Mom’s Depression, Baby’s Sleep Linked?

If there’s one thing that everyone knows about newborn babies, it’s that they don’t sleep through the night, and neither do their parents.

But in fact, those first six months of life are crucial to developing the regular sleeping and waking patterns, known as circadian rhythms, that a child will need for a healthy future.

Some children may start life with the sleep odds stacked against them, though, say University of Michigan sleep experts who study the issue.

Babies whose mothers experienced depression any time before they became pregnant, or developed mood problems while they were pregnant, are much more prone to having chaotic sleep patterns in the first half-year of life than babies born to non-depressed moms, the team has found.

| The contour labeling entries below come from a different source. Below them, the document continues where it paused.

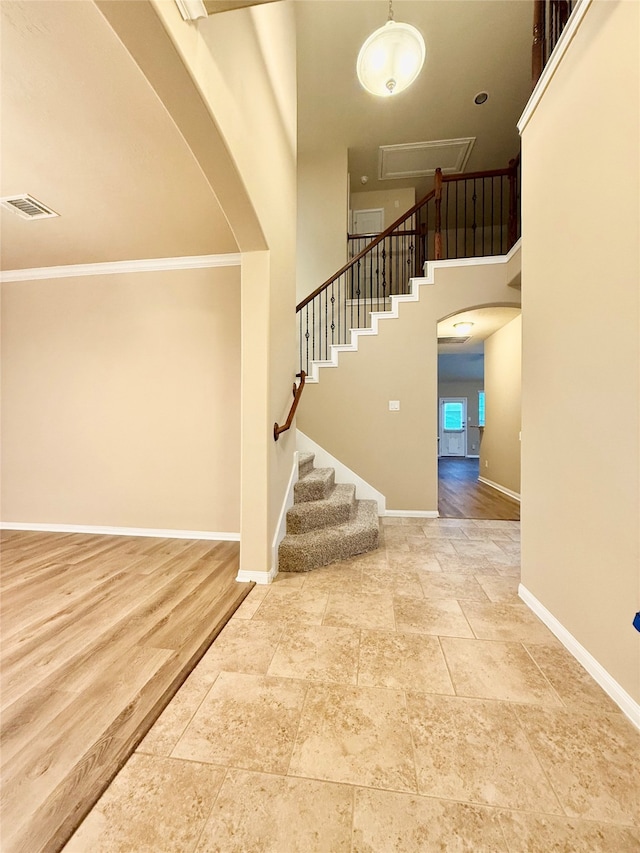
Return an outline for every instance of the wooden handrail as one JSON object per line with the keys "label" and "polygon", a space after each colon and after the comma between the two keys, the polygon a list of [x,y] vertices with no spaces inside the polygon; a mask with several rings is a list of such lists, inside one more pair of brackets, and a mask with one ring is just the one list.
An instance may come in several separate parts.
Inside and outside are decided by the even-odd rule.
{"label": "wooden handrail", "polygon": [[357,255],[354,255],[354,257],[351,258],[351,260],[347,261],[347,263],[341,269],[339,269],[337,273],[334,273],[331,276],[331,278],[327,279],[324,282],[324,284],[321,284],[320,287],[316,287],[316,289],[313,291],[313,293],[310,293],[308,296],[306,296],[302,300],[302,302],[299,302],[296,305],[296,313],[298,311],[302,311],[302,309],[304,308],[305,305],[308,305],[309,302],[314,300],[319,293],[322,293],[323,290],[326,290],[327,287],[329,287],[329,285],[332,282],[334,282],[337,278],[340,278],[340,276],[343,273],[345,273],[349,269],[349,267],[355,266],[358,263],[358,261],[361,260],[367,254],[367,252],[369,252],[371,249],[373,249],[374,246],[377,246],[378,243],[382,243],[382,241],[386,237],[388,237],[390,234],[393,233],[393,231],[395,231],[395,229],[398,227],[398,225],[402,225],[402,223],[405,221],[405,219],[408,219],[410,216],[413,216],[413,214],[416,213],[416,211],[418,211],[422,207],[423,204],[426,204],[426,202],[428,202],[431,198],[433,198],[433,196],[434,196],[434,191],[431,190],[431,192],[428,193],[423,199],[421,199],[419,202],[414,204],[413,207],[411,208],[411,210],[408,210],[406,213],[403,213],[402,216],[399,216],[396,219],[396,221],[392,222],[388,228],[385,228],[385,230],[381,234],[378,234],[378,236],[376,237],[375,240],[372,240],[371,243],[367,243],[367,245],[364,247],[364,249],[361,252],[358,252]]}
{"label": "wooden handrail", "polygon": [[296,413],[296,409],[298,408],[300,397],[302,397],[302,391],[304,389],[304,380],[307,378],[307,374],[304,372],[304,370],[301,370],[300,373],[296,373],[296,376],[300,377],[300,384],[296,387],[296,383],[293,383],[293,403],[291,404],[291,408],[289,409],[289,416],[287,417],[287,420],[283,423],[282,426],[278,426],[277,422],[273,425],[274,441],[277,441],[280,438],[281,432],[286,432],[288,429],[291,429],[291,424],[293,423],[293,418]]}
{"label": "wooden handrail", "polygon": [[[490,169],[487,172],[462,172],[461,174],[457,174],[457,175],[443,175],[442,176],[442,183],[450,183],[452,181],[468,181],[468,180],[473,180],[474,178],[499,178],[501,175],[508,175],[508,174],[509,174],[508,168],[507,169]],[[325,281],[323,284],[321,284],[320,287],[316,287],[316,289],[312,293],[310,293],[308,296],[306,296],[302,300],[302,302],[299,302],[296,305],[296,313],[301,311],[305,307],[305,305],[308,305],[310,302],[312,302],[316,298],[316,296],[318,296],[318,294],[322,293],[323,290],[326,290],[334,281],[339,279],[341,275],[344,275],[344,273],[346,273],[346,271],[348,269],[350,269],[351,267],[354,267],[358,263],[358,261],[362,260],[362,258],[368,252],[371,251],[371,249],[373,249],[379,243],[382,243],[383,240],[385,240],[387,237],[391,236],[391,234],[396,232],[396,229],[399,228],[399,226],[402,225],[403,222],[405,222],[407,219],[409,219],[409,217],[413,216],[414,213],[417,213],[421,207],[423,207],[425,204],[427,204],[429,201],[431,201],[431,199],[435,197],[435,194],[436,194],[435,190],[431,190],[431,192],[427,193],[427,195],[424,198],[422,198],[422,199],[420,199],[420,201],[416,202],[412,208],[410,208],[405,213],[403,213],[401,216],[399,216],[395,222],[392,222],[388,228],[385,228],[385,230],[381,234],[378,234],[376,236],[375,240],[372,240],[371,243],[367,243],[367,245],[364,247],[364,249],[362,249],[362,251],[358,252],[357,255],[354,255],[353,258],[348,260],[347,263],[343,267],[341,267],[341,269],[339,269],[337,273],[334,273],[331,276],[331,278],[327,279],[327,281]]]}

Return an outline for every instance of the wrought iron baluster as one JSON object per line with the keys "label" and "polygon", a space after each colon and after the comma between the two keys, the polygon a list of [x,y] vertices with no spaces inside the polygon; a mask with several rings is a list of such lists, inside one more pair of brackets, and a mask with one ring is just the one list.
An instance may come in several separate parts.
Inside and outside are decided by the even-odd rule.
{"label": "wrought iron baluster", "polygon": [[500,176],[500,253],[504,252],[504,176]]}
{"label": "wrought iron baluster", "polygon": [[357,269],[356,279],[358,282],[357,290],[356,290],[356,296],[358,297],[358,307],[357,307],[356,317],[358,320],[358,329],[359,329],[360,328],[360,261],[358,261],[358,269]]}
{"label": "wrought iron baluster", "polygon": [[331,282],[331,343],[336,342],[336,295],[334,290],[335,282]]}
{"label": "wrought iron baluster", "polygon": [[306,314],[305,319],[306,319],[306,325],[307,325],[304,337],[305,337],[306,345],[307,345],[306,361],[307,361],[307,371],[308,371],[309,370],[309,306],[308,305],[305,306],[304,313]]}
{"label": "wrought iron baluster", "polygon": [[471,230],[473,231],[473,254],[476,254],[476,229],[478,227],[477,222],[477,210],[476,210],[476,202],[478,201],[478,194],[476,192],[476,179],[473,179],[473,195],[471,196],[473,201],[473,225],[471,226]]}
{"label": "wrought iron baluster", "polygon": [[[496,179],[491,178],[491,254],[494,254],[493,249],[493,236],[495,232],[495,211],[493,207],[493,188],[495,187]],[[502,223],[500,223],[500,227],[502,228]]]}

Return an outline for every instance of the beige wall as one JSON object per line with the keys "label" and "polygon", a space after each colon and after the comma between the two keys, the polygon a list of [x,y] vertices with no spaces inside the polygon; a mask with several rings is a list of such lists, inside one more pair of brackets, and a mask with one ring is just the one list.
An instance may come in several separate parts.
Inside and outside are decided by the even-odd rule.
{"label": "beige wall", "polygon": [[239,268],[2,285],[2,520],[238,532]]}
{"label": "beige wall", "polygon": [[467,398],[467,456],[480,454],[480,430],[478,429],[478,392],[484,390],[483,379],[438,382],[438,398]]}
{"label": "beige wall", "polygon": [[484,342],[485,428],[480,476],[520,494],[522,317]]}
{"label": "beige wall", "polygon": [[[118,6],[119,4],[108,4]],[[273,441],[273,423],[286,417],[297,370],[296,38],[292,4],[267,3],[182,20],[172,0],[153,0],[175,48],[215,121],[224,154],[211,161],[206,137],[191,132],[193,114],[172,101],[172,114],[193,138],[194,153],[229,217],[242,261],[241,569],[267,572],[271,545],[291,476],[295,433]],[[126,24],[126,21],[123,25]],[[138,33],[140,36],[140,33]],[[172,96],[163,77],[166,48],[137,54]],[[197,148],[197,151],[196,151]],[[218,187],[220,190],[218,191]],[[238,206],[248,200],[250,207]],[[248,227],[250,226],[250,227]]]}
{"label": "beige wall", "polygon": [[465,308],[517,304],[506,268],[439,269],[419,302],[401,304],[397,320],[382,320],[377,336],[361,337],[358,352],[341,353],[338,369],[305,389],[299,429],[382,492],[387,509],[437,510],[436,326]]}
{"label": "beige wall", "polygon": [[396,219],[416,203],[413,188],[374,190],[373,192],[351,193],[351,210],[384,209],[384,227],[388,228]]}
{"label": "beige wall", "polygon": [[300,302],[347,259],[347,149],[298,158],[296,299]]}
{"label": "beige wall", "polygon": [[522,582],[636,702],[639,17],[592,3],[522,133]]}

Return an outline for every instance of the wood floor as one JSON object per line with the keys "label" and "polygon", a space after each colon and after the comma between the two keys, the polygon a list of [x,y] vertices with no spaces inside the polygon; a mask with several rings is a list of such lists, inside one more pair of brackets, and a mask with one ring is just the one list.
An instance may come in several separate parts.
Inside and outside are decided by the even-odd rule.
{"label": "wood floor", "polygon": [[478,459],[438,459],[438,512],[442,518],[520,520],[520,504],[478,482]]}
{"label": "wood floor", "polygon": [[0,846],[55,853],[253,584],[237,542],[0,542]]}

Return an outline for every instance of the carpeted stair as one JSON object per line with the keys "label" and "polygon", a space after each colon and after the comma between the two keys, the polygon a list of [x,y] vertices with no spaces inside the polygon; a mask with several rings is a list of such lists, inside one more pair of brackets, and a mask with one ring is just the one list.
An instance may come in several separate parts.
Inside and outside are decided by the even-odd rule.
{"label": "carpeted stair", "polygon": [[281,572],[308,572],[378,547],[378,505],[356,500],[356,487],[336,485],[333,468],[314,468],[301,453],[287,535],[280,543]]}

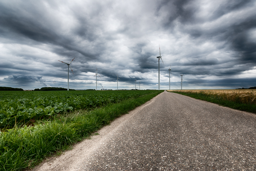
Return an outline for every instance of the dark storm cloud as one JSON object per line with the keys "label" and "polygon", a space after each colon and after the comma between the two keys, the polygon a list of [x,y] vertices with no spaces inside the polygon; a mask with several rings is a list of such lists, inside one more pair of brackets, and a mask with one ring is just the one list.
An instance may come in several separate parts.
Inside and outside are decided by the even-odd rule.
{"label": "dark storm cloud", "polygon": [[120,84],[136,78],[153,87],[159,44],[161,85],[171,63],[177,86],[181,73],[194,87],[227,86],[225,77],[237,77],[229,80],[236,86],[243,76],[256,76],[254,1],[61,2],[0,2],[1,81],[66,86],[67,66],[58,60],[75,57],[69,82],[78,89],[94,84],[96,67],[99,87],[115,84],[117,73]]}
{"label": "dark storm cloud", "polygon": [[13,81],[20,85],[26,85],[29,84],[33,83],[35,82],[38,82],[45,87],[51,87],[50,85],[46,83],[45,80],[40,77],[20,75],[13,75],[11,77],[4,78],[4,79],[7,81]]}

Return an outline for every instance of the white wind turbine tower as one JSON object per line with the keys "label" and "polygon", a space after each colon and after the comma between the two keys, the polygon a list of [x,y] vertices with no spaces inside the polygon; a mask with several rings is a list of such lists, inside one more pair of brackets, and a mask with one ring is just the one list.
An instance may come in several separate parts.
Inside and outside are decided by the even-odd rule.
{"label": "white wind turbine tower", "polygon": [[[75,59],[75,58],[74,58]],[[73,61],[73,60],[74,60],[74,59],[73,59],[72,61],[71,61],[70,62],[68,63],[66,63],[65,62],[63,62],[62,61],[59,61],[58,60],[58,61],[60,61],[60,62],[61,62],[64,63],[66,63],[68,65],[68,91],[69,89],[69,67],[68,67],[69,66],[70,67],[70,69],[71,69],[71,71],[72,71],[72,72],[73,73],[73,74],[74,74],[74,73],[73,72],[73,70],[72,70],[72,68],[71,68],[71,67],[70,66],[70,63],[72,62],[72,61]]]}
{"label": "white wind turbine tower", "polygon": [[170,68],[169,68],[169,69],[168,70],[169,70],[169,90],[171,90],[171,86],[170,86],[170,71],[171,71],[171,73],[172,74],[172,71],[171,71],[171,69],[170,68],[172,68],[171,67],[171,65],[170,65]]}
{"label": "white wind turbine tower", "polygon": [[118,90],[118,79],[120,79],[120,78],[118,78],[118,75],[117,75],[117,74],[116,74],[116,75],[117,76],[117,78],[117,78],[117,79],[116,80],[116,81],[117,82],[117,90]]}
{"label": "white wind turbine tower", "polygon": [[156,57],[156,58],[158,58],[158,90],[160,90],[160,64],[159,63],[159,61],[160,60],[160,58],[161,58],[161,60],[162,60],[162,62],[163,62],[163,64],[164,64],[164,62],[163,61],[163,59],[162,59],[162,56],[161,56],[161,52],[160,51],[160,45],[159,45],[159,53],[160,54],[160,56],[157,56]]}
{"label": "white wind turbine tower", "polygon": [[182,82],[183,81],[183,74],[182,74],[181,73],[181,75],[180,75],[180,76],[181,76],[181,90],[182,90]]}
{"label": "white wind turbine tower", "polygon": [[96,74],[95,74],[95,75],[93,76],[93,77],[95,77],[95,76],[96,76],[96,90],[97,90],[97,75],[98,75],[100,77],[100,75],[99,75],[98,74],[98,71],[97,70],[97,67],[96,67]]}

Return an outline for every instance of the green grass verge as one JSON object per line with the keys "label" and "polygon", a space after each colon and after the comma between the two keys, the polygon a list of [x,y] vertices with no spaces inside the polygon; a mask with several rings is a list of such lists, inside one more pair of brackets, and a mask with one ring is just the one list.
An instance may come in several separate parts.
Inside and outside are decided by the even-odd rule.
{"label": "green grass verge", "polygon": [[234,109],[256,113],[256,105],[241,103],[235,101],[224,100],[220,97],[208,95],[202,93],[190,93],[180,92],[169,92],[218,104],[223,106],[228,107]]}
{"label": "green grass verge", "polygon": [[15,126],[0,135],[0,171],[33,167],[46,157],[68,149],[111,121],[163,91],[122,101],[89,112],[80,111],[34,127]]}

For instance, infants born to depressed moms nap more during the day, take much longer to settle down to sleep at night, and wake up more often during the night. It’s a baby form of the insomnia that millions of adults know all too well.

Not only does this add to parents’ sleepless nights, but it may help set these children up for their own depression later in life.

But this doesn’t mean that babies born to depressed moms are doomed to follow in their mothers’ shoes, even though depression does tend to run in families, says Roseanne Armitage, Ph.D., the leader of the U-M Sleep & Chronophysiology Laboratory team at the U-M Depression Center.